Peace and loving his way through adversity seems par for Starr’s course. In 1989, after years of struggling with addiction, Starr entered rehab and surrendered to sobriety. Seven months later, he put together his first All Starr Band.

“And here we are,” Starr said. “The dream is still unfolding.”

The concept of Ringo Starr and His All Starr Band finds the drummer sharing the stage with a who’s who of rotating musicians. To be an All Starr, you need a hit record or two to your credit. The production allows each All Starr to have his or her time in the spotlight, rocking their respective tunes. The rest of the set list, approximately half, goes to Starr with the band backing him on Beatles and solo tracks. This results in a show loaded with a total of about two dozen radio-friendly, classic rock anthems.

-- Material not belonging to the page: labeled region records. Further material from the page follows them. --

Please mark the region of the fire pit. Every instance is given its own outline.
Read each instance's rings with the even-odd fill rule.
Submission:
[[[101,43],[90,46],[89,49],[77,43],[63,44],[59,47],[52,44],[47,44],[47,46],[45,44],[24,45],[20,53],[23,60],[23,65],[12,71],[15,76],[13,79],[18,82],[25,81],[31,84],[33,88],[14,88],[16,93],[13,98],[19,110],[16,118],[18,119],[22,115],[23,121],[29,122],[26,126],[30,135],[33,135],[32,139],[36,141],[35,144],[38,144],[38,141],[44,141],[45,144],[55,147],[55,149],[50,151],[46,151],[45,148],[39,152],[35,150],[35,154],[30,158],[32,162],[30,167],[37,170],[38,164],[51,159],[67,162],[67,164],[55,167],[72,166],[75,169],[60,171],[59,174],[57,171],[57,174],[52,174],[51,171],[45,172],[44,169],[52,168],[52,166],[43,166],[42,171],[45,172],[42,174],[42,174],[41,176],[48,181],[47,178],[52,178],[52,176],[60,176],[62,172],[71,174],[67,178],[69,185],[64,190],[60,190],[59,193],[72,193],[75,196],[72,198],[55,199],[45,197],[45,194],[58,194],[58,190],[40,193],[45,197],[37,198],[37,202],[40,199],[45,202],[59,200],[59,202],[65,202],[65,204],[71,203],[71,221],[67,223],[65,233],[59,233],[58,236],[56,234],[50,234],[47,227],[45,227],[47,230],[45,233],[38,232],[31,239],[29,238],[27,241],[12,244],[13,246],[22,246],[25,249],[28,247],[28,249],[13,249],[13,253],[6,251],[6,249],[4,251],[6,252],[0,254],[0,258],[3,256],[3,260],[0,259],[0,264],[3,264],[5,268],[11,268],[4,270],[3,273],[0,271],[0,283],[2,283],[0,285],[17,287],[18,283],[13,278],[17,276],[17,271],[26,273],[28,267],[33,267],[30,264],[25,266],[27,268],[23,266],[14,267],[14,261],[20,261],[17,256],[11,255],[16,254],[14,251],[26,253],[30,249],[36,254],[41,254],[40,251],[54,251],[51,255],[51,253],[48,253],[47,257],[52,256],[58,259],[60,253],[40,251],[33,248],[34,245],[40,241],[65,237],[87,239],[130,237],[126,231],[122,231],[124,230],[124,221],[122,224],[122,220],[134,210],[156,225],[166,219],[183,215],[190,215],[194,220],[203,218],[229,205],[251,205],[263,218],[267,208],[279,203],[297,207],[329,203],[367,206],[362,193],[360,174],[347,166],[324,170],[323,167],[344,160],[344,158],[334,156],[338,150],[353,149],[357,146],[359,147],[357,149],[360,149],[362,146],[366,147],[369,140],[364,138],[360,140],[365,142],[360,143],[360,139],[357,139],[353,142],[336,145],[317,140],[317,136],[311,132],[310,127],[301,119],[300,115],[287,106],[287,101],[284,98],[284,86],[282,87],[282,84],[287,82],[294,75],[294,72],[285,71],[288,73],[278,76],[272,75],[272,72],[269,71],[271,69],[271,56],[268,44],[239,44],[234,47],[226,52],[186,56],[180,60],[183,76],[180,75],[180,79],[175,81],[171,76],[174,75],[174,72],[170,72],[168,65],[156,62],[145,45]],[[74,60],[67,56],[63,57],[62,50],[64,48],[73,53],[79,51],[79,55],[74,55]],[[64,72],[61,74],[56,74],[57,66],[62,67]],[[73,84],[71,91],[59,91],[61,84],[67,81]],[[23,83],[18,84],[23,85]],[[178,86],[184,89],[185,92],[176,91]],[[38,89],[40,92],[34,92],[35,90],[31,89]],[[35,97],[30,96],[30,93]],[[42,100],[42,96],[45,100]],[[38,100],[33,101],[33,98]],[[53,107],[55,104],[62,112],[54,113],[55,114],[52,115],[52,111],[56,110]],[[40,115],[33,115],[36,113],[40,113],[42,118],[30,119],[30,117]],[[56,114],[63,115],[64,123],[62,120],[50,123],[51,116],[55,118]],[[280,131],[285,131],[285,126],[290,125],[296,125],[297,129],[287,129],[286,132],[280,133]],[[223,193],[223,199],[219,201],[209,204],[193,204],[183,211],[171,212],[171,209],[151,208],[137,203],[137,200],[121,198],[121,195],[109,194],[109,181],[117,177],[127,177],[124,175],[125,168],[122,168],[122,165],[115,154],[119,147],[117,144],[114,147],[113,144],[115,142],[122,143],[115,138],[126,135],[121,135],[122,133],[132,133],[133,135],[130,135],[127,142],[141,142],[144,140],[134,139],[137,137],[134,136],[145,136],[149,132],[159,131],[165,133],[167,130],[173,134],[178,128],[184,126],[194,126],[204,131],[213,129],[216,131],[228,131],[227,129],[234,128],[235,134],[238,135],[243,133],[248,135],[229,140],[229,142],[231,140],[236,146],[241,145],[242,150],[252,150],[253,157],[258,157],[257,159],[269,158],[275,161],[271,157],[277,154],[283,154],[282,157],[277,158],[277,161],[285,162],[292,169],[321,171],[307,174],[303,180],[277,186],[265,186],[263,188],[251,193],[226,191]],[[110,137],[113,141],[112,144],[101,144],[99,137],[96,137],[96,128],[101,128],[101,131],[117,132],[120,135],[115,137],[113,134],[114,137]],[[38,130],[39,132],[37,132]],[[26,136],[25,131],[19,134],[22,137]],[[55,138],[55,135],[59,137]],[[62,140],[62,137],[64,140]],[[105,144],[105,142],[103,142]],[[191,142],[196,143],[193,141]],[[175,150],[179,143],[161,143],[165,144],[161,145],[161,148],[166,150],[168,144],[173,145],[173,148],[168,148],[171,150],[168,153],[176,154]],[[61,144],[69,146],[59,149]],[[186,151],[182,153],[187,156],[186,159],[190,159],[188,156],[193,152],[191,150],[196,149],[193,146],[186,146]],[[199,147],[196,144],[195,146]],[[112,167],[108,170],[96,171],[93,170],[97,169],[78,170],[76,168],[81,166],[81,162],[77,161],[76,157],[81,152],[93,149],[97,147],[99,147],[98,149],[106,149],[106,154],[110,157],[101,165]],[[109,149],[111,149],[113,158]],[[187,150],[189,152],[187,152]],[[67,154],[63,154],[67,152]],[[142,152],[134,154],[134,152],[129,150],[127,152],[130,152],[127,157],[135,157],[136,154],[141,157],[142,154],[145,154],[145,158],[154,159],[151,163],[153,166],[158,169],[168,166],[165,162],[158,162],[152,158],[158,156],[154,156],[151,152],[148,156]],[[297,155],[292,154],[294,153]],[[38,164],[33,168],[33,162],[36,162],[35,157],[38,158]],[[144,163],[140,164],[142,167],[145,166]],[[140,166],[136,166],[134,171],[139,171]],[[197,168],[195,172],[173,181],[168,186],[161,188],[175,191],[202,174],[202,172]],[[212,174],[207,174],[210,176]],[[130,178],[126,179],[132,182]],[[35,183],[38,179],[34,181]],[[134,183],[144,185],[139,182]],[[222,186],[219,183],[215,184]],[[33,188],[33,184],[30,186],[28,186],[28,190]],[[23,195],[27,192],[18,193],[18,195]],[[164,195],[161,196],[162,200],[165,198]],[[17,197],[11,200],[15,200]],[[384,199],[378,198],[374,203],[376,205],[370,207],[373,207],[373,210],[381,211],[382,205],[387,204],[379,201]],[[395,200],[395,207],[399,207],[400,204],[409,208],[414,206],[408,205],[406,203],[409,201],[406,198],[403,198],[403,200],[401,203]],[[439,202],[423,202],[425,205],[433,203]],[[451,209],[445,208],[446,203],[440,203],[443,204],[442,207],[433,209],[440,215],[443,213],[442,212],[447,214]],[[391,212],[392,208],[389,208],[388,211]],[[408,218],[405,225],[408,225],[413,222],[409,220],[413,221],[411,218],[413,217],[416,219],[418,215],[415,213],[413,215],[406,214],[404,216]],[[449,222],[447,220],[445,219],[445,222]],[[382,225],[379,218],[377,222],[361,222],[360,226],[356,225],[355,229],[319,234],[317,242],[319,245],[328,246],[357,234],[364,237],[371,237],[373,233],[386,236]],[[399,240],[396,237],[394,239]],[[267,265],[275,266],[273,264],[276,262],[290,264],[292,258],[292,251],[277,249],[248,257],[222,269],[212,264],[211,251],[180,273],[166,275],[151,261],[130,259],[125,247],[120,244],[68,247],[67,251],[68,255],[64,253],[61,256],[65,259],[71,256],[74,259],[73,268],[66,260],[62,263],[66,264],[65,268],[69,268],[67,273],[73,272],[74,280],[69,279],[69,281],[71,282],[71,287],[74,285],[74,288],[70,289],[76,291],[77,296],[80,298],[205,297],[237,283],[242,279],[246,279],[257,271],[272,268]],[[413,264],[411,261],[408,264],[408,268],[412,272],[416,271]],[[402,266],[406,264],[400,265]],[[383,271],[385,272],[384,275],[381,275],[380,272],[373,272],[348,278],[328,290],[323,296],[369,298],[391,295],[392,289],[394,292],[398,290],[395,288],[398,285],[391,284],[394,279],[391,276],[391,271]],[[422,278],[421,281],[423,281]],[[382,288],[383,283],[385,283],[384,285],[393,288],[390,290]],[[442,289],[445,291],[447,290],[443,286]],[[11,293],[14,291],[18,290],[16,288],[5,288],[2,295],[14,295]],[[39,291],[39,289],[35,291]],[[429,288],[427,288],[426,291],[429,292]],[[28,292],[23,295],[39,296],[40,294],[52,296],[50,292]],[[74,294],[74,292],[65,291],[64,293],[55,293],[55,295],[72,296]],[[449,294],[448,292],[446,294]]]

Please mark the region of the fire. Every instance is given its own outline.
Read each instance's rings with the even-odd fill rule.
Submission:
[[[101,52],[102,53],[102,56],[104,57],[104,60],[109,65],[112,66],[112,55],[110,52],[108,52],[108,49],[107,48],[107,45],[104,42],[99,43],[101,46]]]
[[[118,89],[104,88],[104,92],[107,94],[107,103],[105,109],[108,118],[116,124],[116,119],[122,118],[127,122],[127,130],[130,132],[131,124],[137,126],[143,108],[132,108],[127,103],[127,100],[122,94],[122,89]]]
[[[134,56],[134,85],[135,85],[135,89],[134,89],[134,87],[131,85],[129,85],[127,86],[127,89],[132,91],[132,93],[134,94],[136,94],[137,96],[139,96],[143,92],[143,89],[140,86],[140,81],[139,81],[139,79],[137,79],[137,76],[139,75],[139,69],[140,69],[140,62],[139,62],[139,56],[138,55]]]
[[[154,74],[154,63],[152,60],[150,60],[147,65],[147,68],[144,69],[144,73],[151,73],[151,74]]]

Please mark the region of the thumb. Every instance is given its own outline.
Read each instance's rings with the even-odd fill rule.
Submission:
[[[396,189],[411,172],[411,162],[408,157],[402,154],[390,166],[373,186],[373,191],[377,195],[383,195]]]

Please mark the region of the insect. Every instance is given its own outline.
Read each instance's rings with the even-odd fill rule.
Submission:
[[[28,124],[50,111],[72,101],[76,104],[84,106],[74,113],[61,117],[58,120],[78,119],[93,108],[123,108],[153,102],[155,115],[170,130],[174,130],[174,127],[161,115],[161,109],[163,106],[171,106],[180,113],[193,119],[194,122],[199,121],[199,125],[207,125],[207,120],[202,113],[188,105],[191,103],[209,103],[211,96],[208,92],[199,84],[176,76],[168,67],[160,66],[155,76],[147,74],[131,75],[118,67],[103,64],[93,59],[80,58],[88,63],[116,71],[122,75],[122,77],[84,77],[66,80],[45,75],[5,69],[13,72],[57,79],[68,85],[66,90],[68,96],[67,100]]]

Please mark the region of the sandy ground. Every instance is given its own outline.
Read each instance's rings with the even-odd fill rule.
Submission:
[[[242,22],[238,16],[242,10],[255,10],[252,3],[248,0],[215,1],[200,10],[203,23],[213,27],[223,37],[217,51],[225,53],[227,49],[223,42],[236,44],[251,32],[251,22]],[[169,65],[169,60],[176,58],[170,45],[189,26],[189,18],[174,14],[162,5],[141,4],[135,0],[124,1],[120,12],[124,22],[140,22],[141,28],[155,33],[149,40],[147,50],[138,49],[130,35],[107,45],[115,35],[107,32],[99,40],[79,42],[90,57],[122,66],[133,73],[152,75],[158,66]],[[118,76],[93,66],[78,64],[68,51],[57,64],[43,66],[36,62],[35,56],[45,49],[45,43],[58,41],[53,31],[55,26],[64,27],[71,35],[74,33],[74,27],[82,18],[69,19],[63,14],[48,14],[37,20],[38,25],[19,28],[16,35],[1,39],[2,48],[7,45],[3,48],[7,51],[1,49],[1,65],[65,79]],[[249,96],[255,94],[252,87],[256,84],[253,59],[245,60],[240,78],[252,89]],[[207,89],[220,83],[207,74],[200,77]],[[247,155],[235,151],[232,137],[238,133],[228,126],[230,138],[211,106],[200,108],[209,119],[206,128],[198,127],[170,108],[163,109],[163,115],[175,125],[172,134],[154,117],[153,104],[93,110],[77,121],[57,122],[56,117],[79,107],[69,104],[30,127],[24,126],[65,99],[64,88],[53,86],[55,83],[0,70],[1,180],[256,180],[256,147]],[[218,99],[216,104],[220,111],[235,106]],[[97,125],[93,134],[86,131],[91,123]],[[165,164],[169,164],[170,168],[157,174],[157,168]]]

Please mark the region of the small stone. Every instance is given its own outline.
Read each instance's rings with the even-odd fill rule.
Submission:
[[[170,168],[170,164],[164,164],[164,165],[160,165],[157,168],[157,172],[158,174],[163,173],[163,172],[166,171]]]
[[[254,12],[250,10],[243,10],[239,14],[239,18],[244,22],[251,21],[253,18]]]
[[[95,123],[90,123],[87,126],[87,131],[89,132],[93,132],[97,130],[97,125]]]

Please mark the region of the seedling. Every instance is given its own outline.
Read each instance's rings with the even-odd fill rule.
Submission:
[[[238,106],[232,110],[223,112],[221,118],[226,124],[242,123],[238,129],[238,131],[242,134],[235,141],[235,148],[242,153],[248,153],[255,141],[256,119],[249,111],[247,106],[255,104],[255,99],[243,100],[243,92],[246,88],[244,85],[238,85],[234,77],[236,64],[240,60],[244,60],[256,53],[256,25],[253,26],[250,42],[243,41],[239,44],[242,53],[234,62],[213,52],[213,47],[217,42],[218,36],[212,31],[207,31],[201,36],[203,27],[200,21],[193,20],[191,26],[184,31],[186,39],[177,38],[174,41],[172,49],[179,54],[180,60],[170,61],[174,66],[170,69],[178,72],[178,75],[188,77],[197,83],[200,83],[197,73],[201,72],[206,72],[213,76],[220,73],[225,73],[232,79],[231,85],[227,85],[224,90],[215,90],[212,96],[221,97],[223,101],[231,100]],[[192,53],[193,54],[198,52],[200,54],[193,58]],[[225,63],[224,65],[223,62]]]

Since 1989, a laundry list of performers have held All Starr slots, from Starr’s brother-in-law Joe Walsh and the late Billy “the fifth Beatle” Preston to Shelia E. and Peter Frampton. According to Starr, he’s had 12 official incarnations.

The latest lineup proves to be the longest running with the core remaining the same since 2012. It features Todd Rundgren; Gregg Rolie (Santana); Richard Page (Mr. Mister); Steve Lukather (Toto); and veteran drummer Gregg Bissonette. Multi-instrumentalist and vocalist Warren Ham (Kansas) joined in 2014.

“Over the years, we’ve really gotten to know each other,” Starr explained. “We know where each other is heading. Once we get the harmonies right, we’re off (and running).”

Despite the fact he could easily dominate the stage himself for the entirety of a show, Starr opts for the communal experience of making music with others, allowing all involved a chance to shine.

“He likes getting to play to other peoples’ numbers,” said King. “As he says, all he ever wanted to be was a drummer. To him, the fact that he still gets to do that is the ultimate payoff. He’s spent his life doing what he wanted to do, which is play drums.”